记忆长期积累会出现冗余、矛盾、过时内容,需要定期整理,这一机制被称为 Dream

  • 教学简化版:记忆文件数 ≥ 10 时触发
  • 源码生产版:四层门控严格控制触发频率
    1. 时间门控:距上次合并 ≥ 24 小时
    2. 扫描节流:限制文件系统扫描频率
    3. 会话门控:上次合并后 ≥ 5 个会话产生修改
    4. 锁门控:文件锁保证多进程并发安全,1 小时自动过期防死锁

五、关键设计决策解析

1. 为什么用 LLM 选记忆,而不是 Embedding 向量召回?

记忆量级控制在 200 条以内时,LLM 直接选择有明显优势:

  • 语义理解更精准,能判断真实相关性,避免字面相似但语义无关的误召回
  • 无需额外维护向量数据库,架构更轻量
  • 直接返回文件名,链路简单,调试成本低

2. 为什么写入全部异步执行?

记忆提取和整理都放在对话结束后异步执行,核心原因:

  • 不阻塞主对话流程,用户无感知延迟
  • 对话完整后提取信息更准确,避免碎片化提取导致的冗余
  • 整理操作耗时较长,异步执行不会影响正常交互

3. 为什么用文件系统存储?

  • 零依赖,无需额外部署数据库
  • 文件可直接查看、编辑,符合开发者的使用习惯
  • 项目级隔离,不同项目的记忆完全独立存储

六、长期记忆 vs 会话记忆

注意区分两个容易混淆的记忆概念,二者是互补关系而非替代:

长期记忆(User Memory)

会话记忆(Session Memory)

持久性

跨会话永久保留

仅当前会话有效

存储位置

.memory/ 下多文件

session-memory/<id>/memory.md

核心作用

沉淀长期稳定的知识与偏好

保证上下文压缩后对话连续,其实就是摘要

注入位置

System Prompt + 用户轮次

压缩摘要中

七:demo代码

#!/usr/bin/env python3
"""
s09_memory.py - 记忆系统

为编码代理提供持久化、跨会话的知识存储。

存储结构:
    .memory/
      MEMORY.md          ← 索引文件(每行一个记忆条目,≤200行)
      feedback_tabs.md    ← 单个记忆文件(Markdown + YAML frontmatter)
      user_profile.md
      project_facts.md

在agent_loop中的流程:
    1. 将MEMORY.md索引加载到SYSTEM提示中(成本低,始终存在)
    2. 通过文件名/描述选择相关记忆 → 注入内容
    3. 运行s08的压缩管道
    4. 每轮结束后 → 从原始消息中提取新记忆
    5. 定期整合(Dream)

基于s08(上下文压缩)构建。使用方法:

    python s09_memory/code.py
    需要:pip install openai python-dotenv + 在.env中设置OPENAI_API_KEY
"""

import os, subprocess, json, time, re
from pathlib import Path

try:
    import readline
    readline.parse_and_bind('set bind-tty-special-chars off')
except ImportError:
    pass

from openai import OpenAI
from dotenv import load_dotenv

load_dotenv(override=True)

WORKDIR = Path.cwd()
MEMORY_DIR = WORKDIR / ".memory"; MEMORY_DIR.mkdir(exist_ok=True)
MEMORY_INDEX = MEMORY_DIR / "MEMORY.md"
SKILLS_DIR = WORKDIR / "skills"
TRANSCRIPT_DIR = WORKDIR / ".transcripts"
TOOL_RESULTS_DIR = WORKDIR / ".task_outputs" / "tool-results"

# 阿里千问配置(OpenAI兼容API)
client = OpenAI(
    api_key=os.getenv("OPENAI_API_KEY"),
    base_url=os.getenv("OPENAI_BASE_URL", "https://dashscope.aliyuncs.com/compatible-mode/v1")
)
MODEL = os.getenv("MODEL_ID", "qwen-plus")

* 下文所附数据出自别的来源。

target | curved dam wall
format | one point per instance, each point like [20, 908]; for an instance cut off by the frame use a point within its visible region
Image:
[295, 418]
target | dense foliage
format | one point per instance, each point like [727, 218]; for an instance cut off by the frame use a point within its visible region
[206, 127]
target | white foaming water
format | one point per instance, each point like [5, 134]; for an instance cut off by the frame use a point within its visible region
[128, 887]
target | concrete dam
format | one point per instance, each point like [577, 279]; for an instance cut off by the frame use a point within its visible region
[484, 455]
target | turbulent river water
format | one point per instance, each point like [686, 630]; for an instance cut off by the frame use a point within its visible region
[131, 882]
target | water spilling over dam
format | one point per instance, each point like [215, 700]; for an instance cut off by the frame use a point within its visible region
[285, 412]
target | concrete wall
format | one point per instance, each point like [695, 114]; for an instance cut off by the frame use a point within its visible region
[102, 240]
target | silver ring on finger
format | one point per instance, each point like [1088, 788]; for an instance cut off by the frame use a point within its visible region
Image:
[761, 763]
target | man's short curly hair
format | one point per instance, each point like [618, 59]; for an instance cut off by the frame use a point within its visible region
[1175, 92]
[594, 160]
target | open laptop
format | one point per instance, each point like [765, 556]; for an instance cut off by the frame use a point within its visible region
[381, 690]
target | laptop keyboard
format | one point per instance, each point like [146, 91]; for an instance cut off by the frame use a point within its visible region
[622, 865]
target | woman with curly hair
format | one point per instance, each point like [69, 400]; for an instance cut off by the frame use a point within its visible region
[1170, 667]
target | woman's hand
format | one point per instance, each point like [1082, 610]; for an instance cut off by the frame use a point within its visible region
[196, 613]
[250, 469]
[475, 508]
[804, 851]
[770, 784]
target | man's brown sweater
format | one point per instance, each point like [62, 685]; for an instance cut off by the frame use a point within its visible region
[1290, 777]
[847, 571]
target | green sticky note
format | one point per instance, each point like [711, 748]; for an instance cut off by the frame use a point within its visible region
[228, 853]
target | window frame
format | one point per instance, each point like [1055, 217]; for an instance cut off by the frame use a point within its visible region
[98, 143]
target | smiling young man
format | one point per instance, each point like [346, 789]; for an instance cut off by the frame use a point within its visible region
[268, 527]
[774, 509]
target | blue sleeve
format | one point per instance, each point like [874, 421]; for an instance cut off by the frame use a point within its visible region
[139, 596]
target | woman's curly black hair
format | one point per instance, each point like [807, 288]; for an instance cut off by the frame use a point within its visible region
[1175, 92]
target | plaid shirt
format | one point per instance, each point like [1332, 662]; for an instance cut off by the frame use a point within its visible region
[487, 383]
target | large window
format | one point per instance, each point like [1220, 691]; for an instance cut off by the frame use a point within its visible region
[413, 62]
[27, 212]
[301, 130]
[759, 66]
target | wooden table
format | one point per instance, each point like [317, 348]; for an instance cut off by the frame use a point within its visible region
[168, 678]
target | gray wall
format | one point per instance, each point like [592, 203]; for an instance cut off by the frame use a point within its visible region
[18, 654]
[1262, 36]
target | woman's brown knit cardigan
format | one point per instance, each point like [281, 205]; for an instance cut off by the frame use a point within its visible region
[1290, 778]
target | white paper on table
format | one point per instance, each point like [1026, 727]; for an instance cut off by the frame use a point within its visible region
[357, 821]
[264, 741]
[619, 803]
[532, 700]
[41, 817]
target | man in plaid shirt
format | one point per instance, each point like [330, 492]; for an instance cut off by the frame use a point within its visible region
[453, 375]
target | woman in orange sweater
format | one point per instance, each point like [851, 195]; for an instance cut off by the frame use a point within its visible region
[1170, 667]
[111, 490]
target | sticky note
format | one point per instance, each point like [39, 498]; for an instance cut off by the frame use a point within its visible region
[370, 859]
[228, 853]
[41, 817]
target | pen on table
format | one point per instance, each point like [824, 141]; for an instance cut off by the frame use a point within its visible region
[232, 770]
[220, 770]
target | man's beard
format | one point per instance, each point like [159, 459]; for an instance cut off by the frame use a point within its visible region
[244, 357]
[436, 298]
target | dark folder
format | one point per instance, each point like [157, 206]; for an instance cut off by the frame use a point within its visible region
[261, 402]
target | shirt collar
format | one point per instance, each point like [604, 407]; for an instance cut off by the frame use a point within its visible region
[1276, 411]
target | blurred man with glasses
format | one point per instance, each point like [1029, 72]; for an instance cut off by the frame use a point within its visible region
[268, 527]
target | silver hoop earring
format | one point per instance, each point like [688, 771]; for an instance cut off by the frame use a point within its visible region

# ═══════════════════════════════════════════════════════════
#  s09新增:记忆系统
# ═══════════════════════════════════════════════════════════

MEMORY_TYPES = ["user", "feedback", "project", "reference"]

def _parse_frontmatter(text: str) -> tuple[dict, str]:
    """解析YAML frontmatter"""
    if not text.startswith("---"):
        return {}, text
    parts = text.split("---", 2)
    if len(parts) < 3:
        return {}, text
    meta = {}
    for line in parts[1].strip().splitlines():
        if ":" in line:
            k, v = line.split(":", 1)
            meta[k.strip()] = v.strip().strip('"').strip("'")
    return meta, parts[2].strip()


def write_memory_file(name: str, mem_type: str, description: str, body: str):
    """写入单个记忆文件,包含YAML frontmatter"""
    slug = name.lower().replace(" ", "-").replace("/", "-")
    filename = f"{slug}.md"
    filepath = MEMORY_DIR / filename
    filepath.write_text(
        f"---\nname: {name}\ndescription: {description}\ntype: {mem_type}\n---\n\n{body}\n",
        encoding='utf-8'
    )
    _rebuild_index()
    return filepath


def _rebuild_index():
    """从所有记忆文件重建MEMORY.md索引"""
    lines = []
    for f in sorted(MEMORY_DIR.glob("*.md")):
        if f.name == "MEMORY.md":
            continue
        raw = f.read_text(encoding='utf-8')
        meta, body = _parse_frontmatter(raw)
        name = meta.get("name", f.stem)
        desc = meta.get("description", body.split("\n")[0][:80])
        lines.append(f"- [{name}]({f.name}) — {desc}")
    MEMORY_INDEX.write_text("\n".join(lines) + "\n" if lines else "", encoding='utf-8')


def read_memory_index() -> str:
    """读取MEMORY.md索引(每轮注入到SYSTEM中)"""
    if not MEMORY_INDEX.exists():
        return ""
    text = MEMORY_INDEX.read_text(encoding='utf-8').strip()
    return text if text else ""


def read_memory_file(filename: str) -> str | None:
    """读取单个记忆文件的完整内容"""
    path = MEMORY_DIR / filename
    if not path.exists():
        return None
    return path.read_text(encoding='utf-8')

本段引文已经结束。